Ensuite, nous avons décidé de travailler ensemble et nous devions enregistrer dans un studio à Berlin. Cela n’a pas été possible et nous avons donc fait l’album dans un grand appartement loué à côté, et c’est peut-être ce qui a permis toute la singularité sonore de l’album.
C’est l’espace qui façonnait le son, on ouvrait la fenêtre pour que le bruit de la ville ou la pluie s’insère dans notre musique. A part ces sons extérieurs, la présence de white noises, aucun effet n’a été utilisé. Tout ce que vous entendez vient des instruments au moment de l’enregistrement ou de la post-production.
Ultimo Domicilio et les Buyukberger Variations sont tous les deux sortis sur le label ZerOKilled Music, basé à New York, mais qui accueille d’autres artistes italiens très intéressants comme Valentina Fanigliulio (mieux connue sous les noms de Phantom Love, Mushy ou Tribalism). Pourquoi travailler avec cet mystérieux label américain italophile ?
En fait ZerOKilled Music n’a d’américain que le siège et le nom. Il a été créé par Costanza (Francavilla) qui est également artiste et rassemble quelques italiens qui ont le goût du DIY (do it yourself) et un certain lien avec la musique électronique, sans qu’ils se connaissent forcément entre eux. Mais il y a aussi des Américains comme Kevin Hufnagel.
Justement as-tu un lien fort avec d’autres artistes italiens ? Certains aspects de ta musique peuvent faire penser à une influence de musiciens comme Luigi Nono (Liebeslied, La Victoire de Guernica ou La fabbrica illuminata) ou Valerio Tricoli (La Distanza par exemple). Et pourquoi penses-tu qu’une grande partie cette nouvelle scène italienne s’exile ? (Tricoli, Luca Mortellaro de Lucy, Neel, Dozzy, etc.)Â
Tout à fait, ce sont des noms importants pour moi, même si personne ne connaît Luigi Nono.
Beaucoup d’artistes italiens font un travail très intéressant en ce moment, nous avons un rôle important dans l’innovation musicale. Mais paradoxalement, si l’Italie a de bons musiciens et compositeurs, elle a une grande carence en production et distribution. Ce qui fait que je suis plus connu en France ou en Amérique que chez moi (même si après un long séjour aux Etats-Unis je suis de nouveau basé à Rome). L’Italie a des grands artistes exilés. Forcés à l’exil, même.
Ce soir, tu as joué avec un autre musicien italien, Marcello Allulli, ainsi qu’une artiste turque. Comment ce trio est-il né, et votre musique revendique-t-elle une âme méditerranéenne ?

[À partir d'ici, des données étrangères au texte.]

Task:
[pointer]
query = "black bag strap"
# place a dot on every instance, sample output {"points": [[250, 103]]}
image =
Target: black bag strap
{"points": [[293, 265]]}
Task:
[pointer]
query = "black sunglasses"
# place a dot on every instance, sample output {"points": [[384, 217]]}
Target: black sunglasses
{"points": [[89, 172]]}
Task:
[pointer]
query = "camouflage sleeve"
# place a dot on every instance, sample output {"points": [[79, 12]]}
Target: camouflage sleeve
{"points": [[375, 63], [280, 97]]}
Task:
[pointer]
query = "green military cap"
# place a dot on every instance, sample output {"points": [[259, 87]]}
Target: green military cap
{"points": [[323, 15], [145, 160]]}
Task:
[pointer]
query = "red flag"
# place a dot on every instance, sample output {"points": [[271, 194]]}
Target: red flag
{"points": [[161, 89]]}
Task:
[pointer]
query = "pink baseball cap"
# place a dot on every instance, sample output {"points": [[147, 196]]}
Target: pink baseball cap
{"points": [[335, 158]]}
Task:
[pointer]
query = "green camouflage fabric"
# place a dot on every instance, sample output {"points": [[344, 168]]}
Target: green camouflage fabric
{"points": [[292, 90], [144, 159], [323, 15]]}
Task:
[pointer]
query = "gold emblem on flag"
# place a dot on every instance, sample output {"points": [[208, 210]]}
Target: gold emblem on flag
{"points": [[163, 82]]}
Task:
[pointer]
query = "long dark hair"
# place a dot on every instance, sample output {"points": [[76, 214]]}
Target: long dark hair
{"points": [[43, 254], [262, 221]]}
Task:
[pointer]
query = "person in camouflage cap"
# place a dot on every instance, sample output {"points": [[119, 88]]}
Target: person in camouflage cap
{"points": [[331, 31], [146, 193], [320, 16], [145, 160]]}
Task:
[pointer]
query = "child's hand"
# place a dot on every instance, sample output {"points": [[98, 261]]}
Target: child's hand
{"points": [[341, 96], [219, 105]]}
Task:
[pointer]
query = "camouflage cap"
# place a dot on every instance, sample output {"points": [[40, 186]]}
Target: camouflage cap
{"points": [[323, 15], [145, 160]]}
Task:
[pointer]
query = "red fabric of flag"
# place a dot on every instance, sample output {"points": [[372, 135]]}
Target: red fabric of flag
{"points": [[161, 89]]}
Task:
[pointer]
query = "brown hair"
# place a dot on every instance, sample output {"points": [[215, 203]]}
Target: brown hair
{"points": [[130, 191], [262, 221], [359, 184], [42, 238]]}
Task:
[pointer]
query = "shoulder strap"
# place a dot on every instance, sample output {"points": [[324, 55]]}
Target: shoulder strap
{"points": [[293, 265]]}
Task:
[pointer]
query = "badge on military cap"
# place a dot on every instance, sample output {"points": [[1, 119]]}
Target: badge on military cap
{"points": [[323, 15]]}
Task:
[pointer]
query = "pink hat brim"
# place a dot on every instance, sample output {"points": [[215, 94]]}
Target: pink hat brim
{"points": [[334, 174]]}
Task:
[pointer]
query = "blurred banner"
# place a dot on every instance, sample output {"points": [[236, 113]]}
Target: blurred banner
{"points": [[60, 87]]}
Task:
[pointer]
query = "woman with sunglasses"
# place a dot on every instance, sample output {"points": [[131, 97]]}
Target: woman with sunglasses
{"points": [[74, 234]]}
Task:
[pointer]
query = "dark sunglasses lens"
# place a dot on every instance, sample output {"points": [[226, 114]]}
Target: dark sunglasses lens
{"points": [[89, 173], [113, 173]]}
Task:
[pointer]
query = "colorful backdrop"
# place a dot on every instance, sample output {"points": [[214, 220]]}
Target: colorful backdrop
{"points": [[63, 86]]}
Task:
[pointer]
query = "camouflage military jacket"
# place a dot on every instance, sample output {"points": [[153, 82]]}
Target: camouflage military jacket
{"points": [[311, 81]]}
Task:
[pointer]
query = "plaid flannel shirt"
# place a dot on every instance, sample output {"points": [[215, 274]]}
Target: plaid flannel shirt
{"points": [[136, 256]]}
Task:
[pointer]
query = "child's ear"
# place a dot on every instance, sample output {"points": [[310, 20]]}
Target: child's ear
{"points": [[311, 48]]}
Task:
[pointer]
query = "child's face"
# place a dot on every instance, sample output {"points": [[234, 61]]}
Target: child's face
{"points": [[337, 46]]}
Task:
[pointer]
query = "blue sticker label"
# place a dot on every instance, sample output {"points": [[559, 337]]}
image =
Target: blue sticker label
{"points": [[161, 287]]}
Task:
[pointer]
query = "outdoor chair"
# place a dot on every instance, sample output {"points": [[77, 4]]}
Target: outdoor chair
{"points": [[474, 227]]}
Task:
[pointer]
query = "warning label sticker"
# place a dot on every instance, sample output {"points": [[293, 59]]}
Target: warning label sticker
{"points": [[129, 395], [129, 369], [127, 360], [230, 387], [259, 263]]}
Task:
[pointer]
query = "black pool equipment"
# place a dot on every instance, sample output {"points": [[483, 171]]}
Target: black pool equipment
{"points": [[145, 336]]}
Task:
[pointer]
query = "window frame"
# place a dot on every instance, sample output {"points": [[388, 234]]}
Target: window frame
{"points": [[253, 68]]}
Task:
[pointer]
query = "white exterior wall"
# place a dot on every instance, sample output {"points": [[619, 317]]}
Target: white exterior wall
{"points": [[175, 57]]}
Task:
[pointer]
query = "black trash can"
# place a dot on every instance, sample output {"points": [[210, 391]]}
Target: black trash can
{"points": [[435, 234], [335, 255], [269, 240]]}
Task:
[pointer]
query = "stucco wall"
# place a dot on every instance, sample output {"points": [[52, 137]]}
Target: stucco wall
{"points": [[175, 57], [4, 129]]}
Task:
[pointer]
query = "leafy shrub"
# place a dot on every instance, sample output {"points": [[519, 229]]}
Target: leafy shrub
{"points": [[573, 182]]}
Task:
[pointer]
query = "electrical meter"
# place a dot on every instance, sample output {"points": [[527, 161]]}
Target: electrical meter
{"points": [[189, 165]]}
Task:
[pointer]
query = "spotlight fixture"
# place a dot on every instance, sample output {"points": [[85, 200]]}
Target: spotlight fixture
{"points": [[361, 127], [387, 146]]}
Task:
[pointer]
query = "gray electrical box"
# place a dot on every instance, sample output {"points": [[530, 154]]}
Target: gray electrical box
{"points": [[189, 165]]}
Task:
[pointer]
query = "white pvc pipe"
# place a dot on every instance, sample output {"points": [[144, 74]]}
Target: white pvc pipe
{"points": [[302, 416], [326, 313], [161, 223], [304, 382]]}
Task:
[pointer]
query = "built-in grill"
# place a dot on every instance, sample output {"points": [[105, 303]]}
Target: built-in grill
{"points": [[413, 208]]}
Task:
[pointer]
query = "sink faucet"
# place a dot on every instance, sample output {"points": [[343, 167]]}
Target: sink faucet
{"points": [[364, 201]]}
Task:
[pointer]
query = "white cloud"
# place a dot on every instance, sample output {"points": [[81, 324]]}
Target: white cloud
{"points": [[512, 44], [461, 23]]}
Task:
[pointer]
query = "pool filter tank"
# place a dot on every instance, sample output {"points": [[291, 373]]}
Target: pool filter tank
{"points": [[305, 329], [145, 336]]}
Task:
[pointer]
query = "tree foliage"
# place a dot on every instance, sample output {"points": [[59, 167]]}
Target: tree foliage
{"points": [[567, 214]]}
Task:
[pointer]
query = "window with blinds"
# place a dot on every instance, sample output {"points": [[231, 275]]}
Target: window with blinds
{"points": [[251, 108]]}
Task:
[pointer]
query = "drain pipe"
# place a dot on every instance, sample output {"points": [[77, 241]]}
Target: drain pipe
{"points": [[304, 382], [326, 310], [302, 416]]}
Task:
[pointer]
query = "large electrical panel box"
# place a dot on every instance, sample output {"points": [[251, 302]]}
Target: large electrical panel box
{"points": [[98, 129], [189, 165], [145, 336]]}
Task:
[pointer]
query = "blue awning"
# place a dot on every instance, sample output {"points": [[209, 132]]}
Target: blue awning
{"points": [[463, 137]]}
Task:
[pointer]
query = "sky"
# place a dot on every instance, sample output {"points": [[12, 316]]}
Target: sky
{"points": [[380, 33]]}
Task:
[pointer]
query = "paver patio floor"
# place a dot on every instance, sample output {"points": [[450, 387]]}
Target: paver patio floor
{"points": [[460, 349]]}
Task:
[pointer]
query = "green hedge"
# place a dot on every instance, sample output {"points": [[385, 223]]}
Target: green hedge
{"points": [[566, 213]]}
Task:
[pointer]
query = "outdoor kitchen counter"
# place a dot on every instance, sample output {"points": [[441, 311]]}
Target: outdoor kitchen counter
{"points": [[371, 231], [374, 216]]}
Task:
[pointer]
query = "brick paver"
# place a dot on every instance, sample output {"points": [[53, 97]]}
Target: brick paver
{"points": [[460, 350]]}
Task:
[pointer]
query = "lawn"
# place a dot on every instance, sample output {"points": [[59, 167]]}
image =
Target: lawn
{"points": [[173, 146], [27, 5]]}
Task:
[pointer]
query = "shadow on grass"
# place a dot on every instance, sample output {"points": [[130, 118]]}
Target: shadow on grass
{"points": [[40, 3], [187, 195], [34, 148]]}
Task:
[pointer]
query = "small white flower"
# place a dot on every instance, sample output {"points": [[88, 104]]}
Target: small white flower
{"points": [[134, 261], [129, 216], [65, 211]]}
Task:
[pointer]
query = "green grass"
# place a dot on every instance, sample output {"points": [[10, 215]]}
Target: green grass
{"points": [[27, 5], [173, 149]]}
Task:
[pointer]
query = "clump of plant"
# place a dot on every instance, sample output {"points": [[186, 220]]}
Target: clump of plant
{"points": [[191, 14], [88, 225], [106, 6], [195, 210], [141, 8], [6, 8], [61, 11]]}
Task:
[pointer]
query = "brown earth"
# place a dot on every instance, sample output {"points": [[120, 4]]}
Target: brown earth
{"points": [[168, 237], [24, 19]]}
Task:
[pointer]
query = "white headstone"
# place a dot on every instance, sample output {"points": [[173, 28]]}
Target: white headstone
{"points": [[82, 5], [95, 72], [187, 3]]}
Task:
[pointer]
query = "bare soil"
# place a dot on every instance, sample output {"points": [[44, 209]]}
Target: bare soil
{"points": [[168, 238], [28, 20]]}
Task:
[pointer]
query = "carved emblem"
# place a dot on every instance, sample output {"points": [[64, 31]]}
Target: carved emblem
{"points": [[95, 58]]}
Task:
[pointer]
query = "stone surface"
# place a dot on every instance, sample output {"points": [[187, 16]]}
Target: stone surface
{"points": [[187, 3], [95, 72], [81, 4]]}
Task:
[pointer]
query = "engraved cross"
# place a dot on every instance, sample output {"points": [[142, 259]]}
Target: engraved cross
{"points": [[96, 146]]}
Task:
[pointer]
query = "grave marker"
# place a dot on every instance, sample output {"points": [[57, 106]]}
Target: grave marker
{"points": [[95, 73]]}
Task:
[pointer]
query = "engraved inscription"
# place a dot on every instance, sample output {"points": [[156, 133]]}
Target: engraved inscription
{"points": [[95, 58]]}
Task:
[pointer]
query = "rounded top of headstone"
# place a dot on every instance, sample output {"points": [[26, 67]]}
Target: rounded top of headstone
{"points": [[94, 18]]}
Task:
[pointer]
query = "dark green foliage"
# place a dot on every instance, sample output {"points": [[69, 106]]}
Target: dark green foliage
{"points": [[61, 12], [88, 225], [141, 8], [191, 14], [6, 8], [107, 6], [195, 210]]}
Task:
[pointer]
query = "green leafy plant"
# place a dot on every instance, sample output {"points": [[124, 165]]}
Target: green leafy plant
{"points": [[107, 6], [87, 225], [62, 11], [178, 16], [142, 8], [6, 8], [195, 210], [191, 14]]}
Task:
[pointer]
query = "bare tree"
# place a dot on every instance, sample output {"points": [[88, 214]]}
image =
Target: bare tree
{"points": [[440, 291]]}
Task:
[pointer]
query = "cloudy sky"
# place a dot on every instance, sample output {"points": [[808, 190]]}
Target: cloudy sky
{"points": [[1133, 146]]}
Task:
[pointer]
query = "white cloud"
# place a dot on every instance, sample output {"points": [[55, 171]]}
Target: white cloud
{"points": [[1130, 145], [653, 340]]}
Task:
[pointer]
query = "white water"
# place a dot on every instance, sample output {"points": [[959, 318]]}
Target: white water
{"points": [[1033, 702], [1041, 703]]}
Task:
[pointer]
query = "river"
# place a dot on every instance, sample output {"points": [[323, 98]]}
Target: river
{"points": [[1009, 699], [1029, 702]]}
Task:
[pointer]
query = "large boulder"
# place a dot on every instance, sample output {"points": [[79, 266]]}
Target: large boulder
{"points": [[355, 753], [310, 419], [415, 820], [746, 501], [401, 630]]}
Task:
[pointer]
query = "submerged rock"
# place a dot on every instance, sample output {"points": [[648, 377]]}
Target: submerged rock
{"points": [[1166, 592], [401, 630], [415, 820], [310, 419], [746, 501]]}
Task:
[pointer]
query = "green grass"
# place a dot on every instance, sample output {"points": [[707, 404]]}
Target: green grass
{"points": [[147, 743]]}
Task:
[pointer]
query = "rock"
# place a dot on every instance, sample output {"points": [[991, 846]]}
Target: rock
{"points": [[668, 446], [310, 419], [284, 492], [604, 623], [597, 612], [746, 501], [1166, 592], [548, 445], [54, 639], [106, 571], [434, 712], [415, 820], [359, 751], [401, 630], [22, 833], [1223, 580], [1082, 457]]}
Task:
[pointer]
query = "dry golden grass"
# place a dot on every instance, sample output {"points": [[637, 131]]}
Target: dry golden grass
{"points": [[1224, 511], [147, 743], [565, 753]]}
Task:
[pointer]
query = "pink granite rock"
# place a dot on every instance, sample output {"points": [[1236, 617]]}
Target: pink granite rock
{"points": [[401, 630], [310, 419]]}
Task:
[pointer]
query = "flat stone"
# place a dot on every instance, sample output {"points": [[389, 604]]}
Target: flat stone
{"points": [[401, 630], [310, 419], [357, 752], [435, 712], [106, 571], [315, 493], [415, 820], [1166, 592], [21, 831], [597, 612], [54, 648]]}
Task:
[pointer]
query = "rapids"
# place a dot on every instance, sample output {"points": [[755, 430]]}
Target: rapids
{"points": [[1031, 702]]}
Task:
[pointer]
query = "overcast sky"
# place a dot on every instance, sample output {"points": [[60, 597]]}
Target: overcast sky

Effectivement, on peut dire que notre musique a pris de la Méditerranée le sens de la nostalgie ou de la mélancolie dans la mélodie.
Par exemple : le morceau Passacaglia, en hommage au genre né en Italie au XVIIème, mais qui s’est ensuite répandu dans toute l’Europe avec des appropriations nationales (le ground ou la chaconne).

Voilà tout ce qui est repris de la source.